Zee Bharat
- Country: India
- Headquarters: Noida, Uttar Pradesh

Programming
- Language: Hindi
- Picture format: 576i (SDTV 16:9, 4:3)

Ownership
- Owner: Zee Media Corporation Limited
- Sister channels: Zee News Zee Business

History
- Launched: 21 May 2017; 9 years ago

Availability

Streaming media
- ZEE5: Zee Hindustan

= Zee Bharat =

Hindi news channel

Zee Bharat is an Indian Hindi-language television news channel, owned by Zee Media. It was first launched as Zee News Uttarakhand and Uttar Pradesh in 2006 and in 2013, it was rebranded as Zee Sangam. In 2016, the channel was again rebranded as India 24×7, and in 2017 as Zee Hindustan, under the leadership of the then-CEO of Zee Media's regional news division, Jagdish Chandra.

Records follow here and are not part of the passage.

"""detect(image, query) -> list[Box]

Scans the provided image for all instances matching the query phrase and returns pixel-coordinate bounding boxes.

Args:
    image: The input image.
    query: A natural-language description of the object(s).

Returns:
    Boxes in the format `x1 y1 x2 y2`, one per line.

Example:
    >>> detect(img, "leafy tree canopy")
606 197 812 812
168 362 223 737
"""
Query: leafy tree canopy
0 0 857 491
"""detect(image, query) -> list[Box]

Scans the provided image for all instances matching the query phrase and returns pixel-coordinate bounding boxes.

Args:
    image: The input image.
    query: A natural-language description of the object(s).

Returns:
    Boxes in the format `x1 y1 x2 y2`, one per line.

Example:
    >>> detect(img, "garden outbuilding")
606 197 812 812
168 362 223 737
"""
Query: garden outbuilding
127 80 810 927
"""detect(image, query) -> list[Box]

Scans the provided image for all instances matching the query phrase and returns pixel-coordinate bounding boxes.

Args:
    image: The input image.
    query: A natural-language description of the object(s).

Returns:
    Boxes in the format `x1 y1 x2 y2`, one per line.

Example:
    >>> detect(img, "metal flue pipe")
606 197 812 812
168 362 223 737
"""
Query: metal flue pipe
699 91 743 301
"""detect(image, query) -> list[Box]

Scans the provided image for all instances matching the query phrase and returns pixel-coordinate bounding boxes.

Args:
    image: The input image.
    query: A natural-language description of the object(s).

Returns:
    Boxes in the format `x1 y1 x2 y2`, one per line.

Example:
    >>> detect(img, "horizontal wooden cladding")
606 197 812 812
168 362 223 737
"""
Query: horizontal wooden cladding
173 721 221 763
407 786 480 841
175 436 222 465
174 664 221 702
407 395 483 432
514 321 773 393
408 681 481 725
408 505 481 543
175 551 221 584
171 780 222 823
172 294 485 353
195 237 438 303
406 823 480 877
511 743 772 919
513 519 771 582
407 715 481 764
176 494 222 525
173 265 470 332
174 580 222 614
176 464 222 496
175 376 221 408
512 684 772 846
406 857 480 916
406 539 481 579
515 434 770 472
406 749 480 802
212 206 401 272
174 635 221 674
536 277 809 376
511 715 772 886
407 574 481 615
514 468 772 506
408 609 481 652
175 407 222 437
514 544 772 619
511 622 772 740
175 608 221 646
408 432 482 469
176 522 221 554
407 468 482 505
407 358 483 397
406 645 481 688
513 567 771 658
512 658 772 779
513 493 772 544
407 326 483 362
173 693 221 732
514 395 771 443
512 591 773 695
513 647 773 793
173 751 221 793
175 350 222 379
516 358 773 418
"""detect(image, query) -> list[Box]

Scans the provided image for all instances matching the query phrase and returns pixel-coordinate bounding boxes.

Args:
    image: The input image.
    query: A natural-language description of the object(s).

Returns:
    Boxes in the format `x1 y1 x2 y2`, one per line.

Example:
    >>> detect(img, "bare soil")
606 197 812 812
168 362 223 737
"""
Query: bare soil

It had been launched as part of the Essel Group's efforts to establish a 'nationalist' news channel, in 2017. In 2018, the Essel Group announced that the channel would be 'anchor-less' and would present news without news anchors or news readers. The channel has faced frequent criticism and criminal complaints for sharing incorrect or misleading news.

== History ==
In May 2017, the Essel Group, an Indian media conglomerate, launched Zee Hindustan as a "nationalist news channel," rebranding their former India 24×7 programming. In December 2018, the channel was relaunched as 'anchorless,' announcing this in a front-page advertisement in the newspaper, Hindustan Times.

In 2018, a former civil servant filed a criminal complaint against Zee Hindustan, after the broadcast of a manipulated video suggesting that some members of the Rashtriya Janata Dal, a political party, shouted 'pro-Pakistan' slogans following their victory in an election in Araria, Bihar. The complaint produced a video to show that no such slogans were raised and that issues in the lip sync in the video aired by Zee Hindustan suggested it was not authentic.

In 2019, an employee of Zee Media, who was head of media content for several channels; including Zee Hindustan, resigned, alleging that the organisation was actively portraying misleading news.

In July 2021, the Popular Front of India, a political party, filed a complaint of defamation against Zee Hindustan, after a news anchor on the show claimed that they had funded efforts by the Rohingya refugees in India to seek identity documents.

In September 2021, Zee Hindustan was one of several Indian channels which ran footage from the video game, Arma 3, while claiming it was real footage of the Pakistani Air Force, bombing parts of Afghanistan. Fact-checking organisations BoomLive and Alt News confirmed that it was video game footage, as did France24, a French news channel.

In April 2020, the Zee Hindustan anchors falsely claimed that a British restaurant was deliberately poisoning non-Muslim customers with food contaminated by faeces, and attempted to link the owners to Tablighi Jamaat, a Muslim organisation, as a recent incident; the visuals and story that they shared related to a 2015 incident in which customers (regardless of religion) fell ill after a rare strain of E. coli, found in the lettuce used in Khyber Pass, a British restaurant, in which the staff had also failed to maintain proper hand-washing protocols - an incident that was widely reported in the British press.

In June 2022, Zee Hindustan was subject to disciplinary action by the News Broadcasting and Digital Standards Authority, along with other news channels, India TV and Aaj Tak, after they posted sensationalist accounts of the arrest of student leader Umar Khalid, and reproduced a police account without verification or fact-checking.

In 2022, Zee Hindustan issued a formal apology and withdrew a news segment, after confirming that it consisted of a doctored video of the Indian National Congress politician, Rahul Gandhi. He had made a public statement forgiving student activists who vandalised his office in Wayanad, Kerala. The video was shared by Zee Hindustan to falsely make it appear that Gandhi was calling for forgiveness for two Muslim persons charged with beheading a Hindu man in a case of communal violence. Following the incident, a criminal complaint was filed against Zee Hindustan and the news anchor who aired the segment, Rohit Ranjan.

The channel was available in several languages: Hindi, Telugu, Tamil, Kannada and Malayalam.